Aussi n’appartient-il qu’à ce peuple de badiner, de rire avec le mal qui est la suite de la luxure. Il n’est pas un angle de porte, pas un mur qui ne soit triplement couvert d’imprimés portant annonce de remède pour la guérison radicale de la maladie vénérienne. On met dans la main des vieillards, des femmes, des jeunes filles mille annonces de prétendus guérisseurs. Nul ne rougit de donner ou de recevoir le papier. Chaque quartier a sa maison de santé : ce sont des gâteaux-toniques, des pastilles, des dragées-chocolates, etc.
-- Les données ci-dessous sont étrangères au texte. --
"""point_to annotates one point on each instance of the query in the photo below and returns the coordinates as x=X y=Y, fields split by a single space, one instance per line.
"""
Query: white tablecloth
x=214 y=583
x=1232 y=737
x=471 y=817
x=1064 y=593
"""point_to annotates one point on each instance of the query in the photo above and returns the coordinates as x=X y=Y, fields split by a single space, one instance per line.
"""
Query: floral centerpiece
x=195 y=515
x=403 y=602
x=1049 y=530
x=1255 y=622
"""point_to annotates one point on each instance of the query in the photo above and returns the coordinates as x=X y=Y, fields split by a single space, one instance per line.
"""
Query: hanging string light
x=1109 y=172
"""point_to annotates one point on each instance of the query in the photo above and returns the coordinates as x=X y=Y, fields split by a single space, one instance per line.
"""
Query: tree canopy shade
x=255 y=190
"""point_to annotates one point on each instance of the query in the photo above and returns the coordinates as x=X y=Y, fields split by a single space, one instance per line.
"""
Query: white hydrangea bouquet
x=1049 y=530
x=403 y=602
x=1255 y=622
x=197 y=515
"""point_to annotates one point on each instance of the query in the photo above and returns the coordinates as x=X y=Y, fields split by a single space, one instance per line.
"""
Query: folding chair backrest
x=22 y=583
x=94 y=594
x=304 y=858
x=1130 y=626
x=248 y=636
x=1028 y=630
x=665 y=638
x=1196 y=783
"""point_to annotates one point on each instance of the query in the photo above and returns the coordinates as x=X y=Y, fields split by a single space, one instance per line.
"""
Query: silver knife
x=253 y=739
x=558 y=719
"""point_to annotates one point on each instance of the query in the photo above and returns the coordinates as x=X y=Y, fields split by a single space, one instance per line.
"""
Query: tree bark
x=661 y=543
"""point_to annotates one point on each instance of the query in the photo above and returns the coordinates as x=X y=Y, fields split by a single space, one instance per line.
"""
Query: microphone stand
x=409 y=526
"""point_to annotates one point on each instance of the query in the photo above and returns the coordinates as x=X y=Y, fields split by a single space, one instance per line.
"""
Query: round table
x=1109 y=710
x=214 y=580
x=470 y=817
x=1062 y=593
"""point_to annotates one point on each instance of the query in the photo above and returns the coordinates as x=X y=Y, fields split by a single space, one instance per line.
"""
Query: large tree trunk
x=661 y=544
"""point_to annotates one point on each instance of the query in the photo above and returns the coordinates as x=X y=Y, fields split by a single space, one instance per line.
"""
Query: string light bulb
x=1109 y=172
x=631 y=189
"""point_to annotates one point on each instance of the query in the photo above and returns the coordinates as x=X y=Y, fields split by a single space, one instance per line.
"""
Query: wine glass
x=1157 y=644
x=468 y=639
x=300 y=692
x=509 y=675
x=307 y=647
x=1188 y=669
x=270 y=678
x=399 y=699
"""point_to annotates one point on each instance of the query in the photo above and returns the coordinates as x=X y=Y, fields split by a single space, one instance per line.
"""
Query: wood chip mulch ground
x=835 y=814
Ensuite des charlatans de même espèce, mais moins en vogue, lui jouent la comédie à cheval ou en cabriolet, et Pierrot distribue aux assistants des remèdes antisyphiliques au son des cymbales, des clarinettes et des cors de chasse.


BAGATELLE



Ce nom rappelle la maison de plaisance du comte d’Artois qui s’est réfugié à Édimbourg dans un vieux et gothique palais, mais admirable en ce qu’on n’y peut saisir un prisonnier pour dettes ; et le ci-devant prince s’y est confiné pour éviter les poursuites de ses créanciers.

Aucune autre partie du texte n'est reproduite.